* Amendments were made to Title III of the Social Security Act mandating that states' unemployment compensation laws to require that the unemployment compensation claimant be both able and available to work and to verify that an individual is actively seeking work.
* The Internal Revenue Code and the Social Security Act Title III now also require states to reduce their current unemployment to recover previous incidents of overpayment.
* An extension of The Assistance for Unemployed Workers and Struggling Families Act has been granted until December 31, 2012. The federal government pays for 100% of Emergency Unemployment Compensation via allocation of money to the states for dispersal.
* Amendments were also made to the Railroad Unemployment Insurance Act until December 31, 2012, temporarily extending unemployment benefits for those with 10 or more years and fewer than 10 years of service to a railroad company. Greater benefits are to be granted to those who have worked more than 10 years when compared to those who have worked less than 10 years.
* Allows temporary federal matching of compensation equal to payments to individuals received by states with no additional waiting period.

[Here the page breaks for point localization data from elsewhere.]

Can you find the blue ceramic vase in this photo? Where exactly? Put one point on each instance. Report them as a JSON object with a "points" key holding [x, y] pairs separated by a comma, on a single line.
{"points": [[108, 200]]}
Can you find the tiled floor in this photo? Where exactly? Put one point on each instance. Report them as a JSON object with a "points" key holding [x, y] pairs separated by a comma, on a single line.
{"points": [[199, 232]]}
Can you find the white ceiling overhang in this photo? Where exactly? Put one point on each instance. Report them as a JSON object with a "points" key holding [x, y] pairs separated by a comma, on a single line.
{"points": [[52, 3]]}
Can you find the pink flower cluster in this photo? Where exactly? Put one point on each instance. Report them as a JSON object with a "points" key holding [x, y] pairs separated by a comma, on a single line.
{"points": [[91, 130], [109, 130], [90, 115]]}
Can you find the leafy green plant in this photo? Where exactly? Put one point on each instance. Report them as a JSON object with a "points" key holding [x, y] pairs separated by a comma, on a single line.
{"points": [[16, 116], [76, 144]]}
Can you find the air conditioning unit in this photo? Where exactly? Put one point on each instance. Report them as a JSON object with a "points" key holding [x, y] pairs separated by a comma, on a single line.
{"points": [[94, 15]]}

* The authorization of the Emergency Unemployment Compensation program is extended through January 2, 2013, at up to 89 or 99 weeks until May 2012 depending on the state, up to 79 weeks through August, and up to 73 weeks through December. This provision is expected to cost $30 billion.
Calls for an establishment of a national public safety broadband network to:
Studies "Next Generation" 9-1-1 services and makes certain protections
Calls for federal drug testing for drug related employees
* Eligibility for benefits is based upon "fact or cause" of unemployment. An individual is required to take a drug testif and only if the individual was fired from their most recent place of employment because of the use of controlled substances or the individual's only suitable work involves employment that regularly performs drug testing according to regulations issued by the Secretary of Labor.

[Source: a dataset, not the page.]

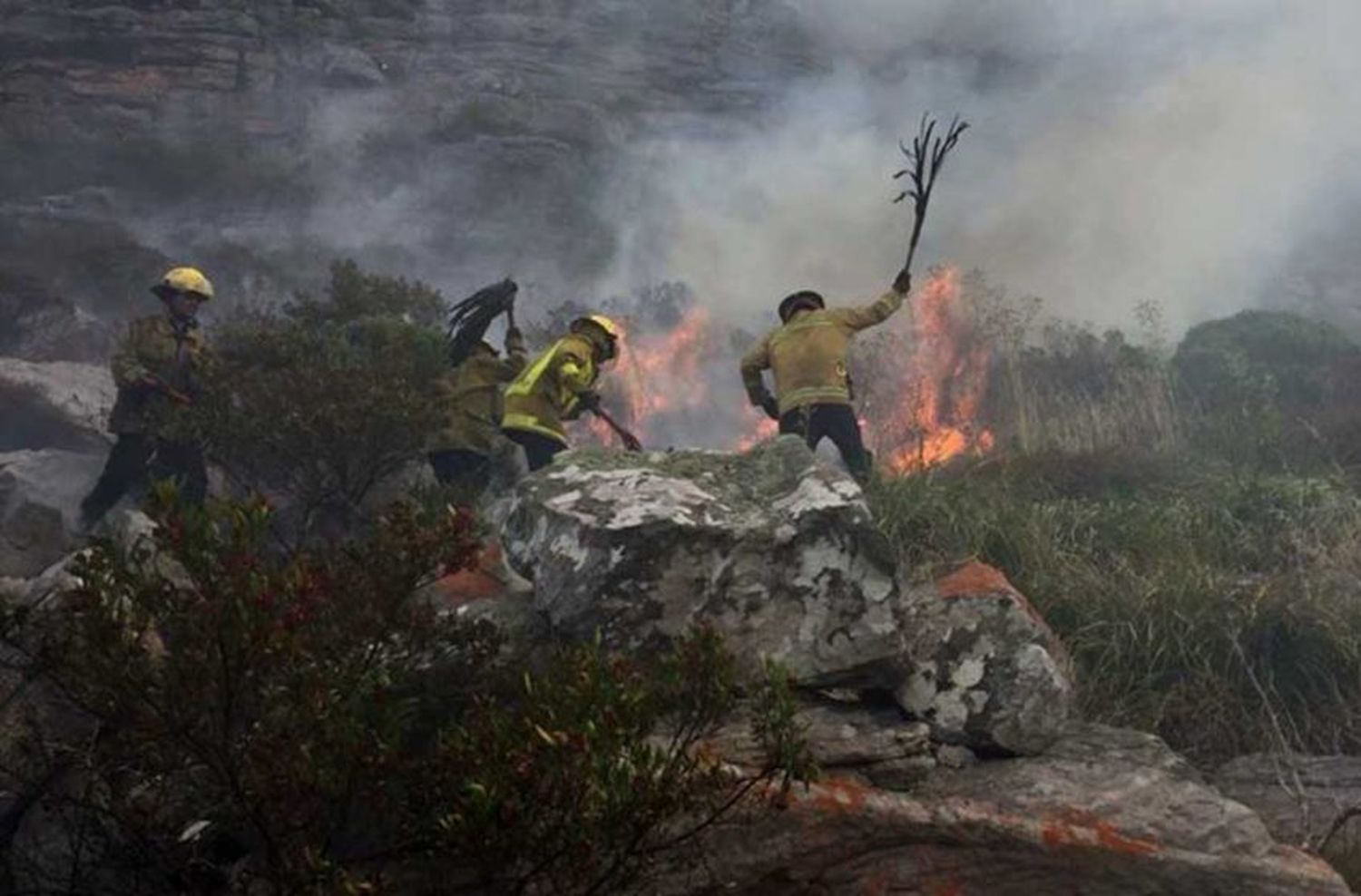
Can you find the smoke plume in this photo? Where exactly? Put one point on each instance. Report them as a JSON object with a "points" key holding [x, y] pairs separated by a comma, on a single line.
{"points": [[1121, 152]]}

* Even if a state passes a law that would modify the procedure of calculating regular compensation so that the mean weekly benefit amount of regular compensation payable on or after June 2, 2010, will be less than the benefit that otherwise would be payable in that time under state law, a federal-state EUC agreement is still effective for the state. The "nonreduction rule" declares that a federal-state EUC agreement shall not apply, or will cease to apply, to a state that does this.
Federal Employee Retirement Changes
* The Conference Agreement included in this bill states that contributions by Foreign Service and CIA employees join the federal service after December 31, 2012, will be subject to a 2.3% increase in their retirement annuity, a sharp increase from the current 0.8%. Increases in employee contributions are to be made for employees into their pensions and no change would be made to pension benefits. Additionally, members of Congress and congressional employees who begin their service after December 31, 2012, with less than 5 years of civilian service would be subject to this rule as well. This provision is expected to raise approximately $15 billion in the next eleven years.

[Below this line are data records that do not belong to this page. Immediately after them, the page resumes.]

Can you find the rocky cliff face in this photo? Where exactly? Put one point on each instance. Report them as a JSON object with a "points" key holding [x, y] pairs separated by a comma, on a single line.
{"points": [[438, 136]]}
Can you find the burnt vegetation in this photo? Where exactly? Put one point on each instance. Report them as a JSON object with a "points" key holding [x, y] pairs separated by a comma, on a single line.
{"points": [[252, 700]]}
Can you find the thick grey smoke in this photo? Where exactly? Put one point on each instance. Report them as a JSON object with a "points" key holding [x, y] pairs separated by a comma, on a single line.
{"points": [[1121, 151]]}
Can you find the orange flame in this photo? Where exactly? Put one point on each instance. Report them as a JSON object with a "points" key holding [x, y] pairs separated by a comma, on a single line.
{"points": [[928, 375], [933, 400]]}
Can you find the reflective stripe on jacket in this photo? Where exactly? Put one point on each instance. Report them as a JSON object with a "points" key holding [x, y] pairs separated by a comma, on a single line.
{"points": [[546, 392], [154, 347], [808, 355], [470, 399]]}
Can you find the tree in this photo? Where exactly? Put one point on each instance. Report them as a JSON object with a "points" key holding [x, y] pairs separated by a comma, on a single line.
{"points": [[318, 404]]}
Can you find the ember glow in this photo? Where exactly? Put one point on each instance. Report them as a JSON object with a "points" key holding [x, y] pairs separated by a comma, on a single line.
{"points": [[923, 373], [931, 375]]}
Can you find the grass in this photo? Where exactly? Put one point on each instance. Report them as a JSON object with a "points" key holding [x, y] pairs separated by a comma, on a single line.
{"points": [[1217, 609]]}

* Federal regulation of private land use restrictions on amateur antennas
Creation of the Short-time Compensation Program
* Also known as the Layoff Prevention Act of 2012, this requires short-time compensation programs that allow employers to shorten a work week of an employee instead of laying them off. In addition, the Secretary of Labor must now distribute grants to states that enact these programs, develop legislation for use by states to develop, enact, and implement these programs, and update Congress and the President on their status.
Legislative history
This bill was sponsored by Representative Dave Camp of Michigan on December 9, 2011, at which time it was called the Temporary Payroll Tax Cut Continuation Act of 2011. The original bill passed the House 234-193 on December 13, 2011, and the Senate unanimously on December 17, 2011. On December 23, 2011, the House and Senate passed H.R. 3765, also called the Temporary Payroll Tax Cut Continuation Act of 2011, and President Obama signed it the same day. The bill's effect was to extend lower payroll tax rates past December 31, 2011, when they would have expired. The Social Security tax rate would have increased from 4.2% to 6.2%, had the bill not passed. The rate would have applied to the first $110,100 in income. However, under the Senate version of the bill, the temporary tax cut applied to only one-sixth of that income amount, or $18,350, since the income would have to be earned in the first two months of 2012. Under the House version, persons earning far more than $110,100 a year would have received the full benefit in the two months. A conference committee resolved the differences between the House version and the Senate version on February 17, 2012, and the conference report was approved by the House and the Senate.